Sohbetle Kazanılan Güzellikler
Sohbetlere devam etmek tasavvufi (bu) yolun âdâbındandır. Sohbetlerde okunan âyet-i kerime, hadisi şerife, enbiyaullah, sahabe ve kibar-ı ehlullah menâkıbları gibi ruha inşirah ve bilgi veren şeyler okunduğunda dünya keder ve üzüntüleri, kalbden çıkar yerini Allah, peygamber ve İslâm büyüklerinin sevgisi kaplar.
Tasavvufi manevi sohbetlere devam etmekle keder, üzüntü gider, huzur gelir.

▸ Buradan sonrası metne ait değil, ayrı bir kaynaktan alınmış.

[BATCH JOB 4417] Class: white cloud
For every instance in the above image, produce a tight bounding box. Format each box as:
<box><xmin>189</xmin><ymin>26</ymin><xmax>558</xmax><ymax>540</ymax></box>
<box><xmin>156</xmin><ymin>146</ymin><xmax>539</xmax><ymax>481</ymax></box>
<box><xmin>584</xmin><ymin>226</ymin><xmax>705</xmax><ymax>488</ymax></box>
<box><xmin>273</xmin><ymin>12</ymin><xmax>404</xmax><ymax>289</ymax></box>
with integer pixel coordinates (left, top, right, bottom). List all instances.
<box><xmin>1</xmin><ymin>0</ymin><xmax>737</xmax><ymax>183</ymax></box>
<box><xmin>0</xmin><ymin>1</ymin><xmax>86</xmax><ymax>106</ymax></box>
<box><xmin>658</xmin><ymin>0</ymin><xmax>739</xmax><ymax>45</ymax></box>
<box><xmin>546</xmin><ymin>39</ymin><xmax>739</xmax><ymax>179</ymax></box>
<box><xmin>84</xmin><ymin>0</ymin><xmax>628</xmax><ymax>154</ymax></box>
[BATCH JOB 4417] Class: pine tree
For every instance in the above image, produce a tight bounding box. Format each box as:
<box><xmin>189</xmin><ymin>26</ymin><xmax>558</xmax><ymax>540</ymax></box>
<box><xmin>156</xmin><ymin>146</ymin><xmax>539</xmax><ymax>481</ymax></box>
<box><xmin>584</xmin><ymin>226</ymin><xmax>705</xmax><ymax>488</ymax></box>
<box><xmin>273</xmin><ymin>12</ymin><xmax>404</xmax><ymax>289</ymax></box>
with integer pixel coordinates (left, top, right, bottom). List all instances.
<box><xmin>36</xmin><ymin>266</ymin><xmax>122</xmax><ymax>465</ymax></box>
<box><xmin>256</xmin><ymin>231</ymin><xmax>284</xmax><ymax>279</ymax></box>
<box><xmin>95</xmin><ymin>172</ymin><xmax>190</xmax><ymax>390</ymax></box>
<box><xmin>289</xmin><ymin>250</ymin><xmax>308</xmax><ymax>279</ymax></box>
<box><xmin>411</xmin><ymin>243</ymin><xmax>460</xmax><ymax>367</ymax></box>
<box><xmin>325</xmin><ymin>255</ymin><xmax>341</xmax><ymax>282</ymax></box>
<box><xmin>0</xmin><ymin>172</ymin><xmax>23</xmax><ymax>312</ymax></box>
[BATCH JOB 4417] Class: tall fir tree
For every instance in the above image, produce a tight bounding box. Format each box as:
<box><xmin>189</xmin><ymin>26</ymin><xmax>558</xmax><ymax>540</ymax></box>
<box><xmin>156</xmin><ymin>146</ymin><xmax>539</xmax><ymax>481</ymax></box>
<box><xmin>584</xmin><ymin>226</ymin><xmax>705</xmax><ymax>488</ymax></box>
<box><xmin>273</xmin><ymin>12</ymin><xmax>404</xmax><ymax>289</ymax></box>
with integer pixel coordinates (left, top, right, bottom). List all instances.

Dünya sevgisi gider, Allah sevgisi gelir. Hırçınlık huysuzluk gider, yumuşak güzel ahlâk gelir. Vücud yorgunluğu gider, zindelik, şevk hali gelir. Kendini beğenme hassası gider, tevazu hali gelir. İnsanlara karşı husumeti gider, insanları sever hale gelir. Farkına varmadan daha bu gibi bir çok güzel hasletler tecellî eder.
Dikkat edilecek bir husus da sohbetteki bu halini ikinci sohbete kadar devam ettirmek olmalıdır. (Bunun da ilacı: Dünyacılardan, mâlâyanicilerden arkadaşlığı azaltmak, sâlih, yani ihvanın ciddi, vakarlı, ahlakları güzel, az konuşanları ile arkadaşlığı çoğaltmak.)
ALLAH'IN YOLUNDA FITRATINI BULAN AZALAR
Bir de gözü, kulağı, dili, kalbi Allah’ın yolunda istimal etmekdir.
Meselâ göz haram şeylere bakmak için değil, semavata bakıb Cenâb-ı Hakk’ı anmak, Kur’an ve faideli kitablar okumak için.
Dil; gıybet, bühtan, dedikodu, kalb kıracak sözler sarf etmek için değil, nasihat etmek, Kur’an okumak, dua etmek, gönül alacak tatlı, faideli sözler söylemek için.
Kulak; dedikodu, çalgı gibi şeyler dinlemek için değil, nasihat dinlemek, Kur’an dinlemek, her sesden Cenab-ı Hakk’ın varlığını duymak için yaratılmıştır.
Bazı sâlikler ilk devrelerde çok güzel halleri olduğu halde, sonraları terakki edecekleri halde gerilemektedirler. (Letaif bakımından terakki etseler dahi) Sebebine gelince her sâlikin halini kopye etmektendir, yani hatalı, ahlâkı zayıf, dedikoducu sâliklerin de hak yolunda olduklarını zan etmeleri sebebiyle...
Hak yolundaki sâlikler tıpkı bir çiçek bahçesine benzerler, en nâdide çiçekler güller de bulunabilir, ısırgan otları, dikenler de.
Güller Hak yoluna ihlâsla tam yönelmiş, dedikodu, gıybet bilmeyen, mütevazi, merhametli herkesle geçimli, daima kendi nefislerinin hatalarını görenlerdir.
Dikenler ise her ne kadar en ulvî yola kabul edilmiş iseler de, fıtratdan zayıf oldukları için kendilerini güzel ahlâk ile bezeyemeyenlerdir.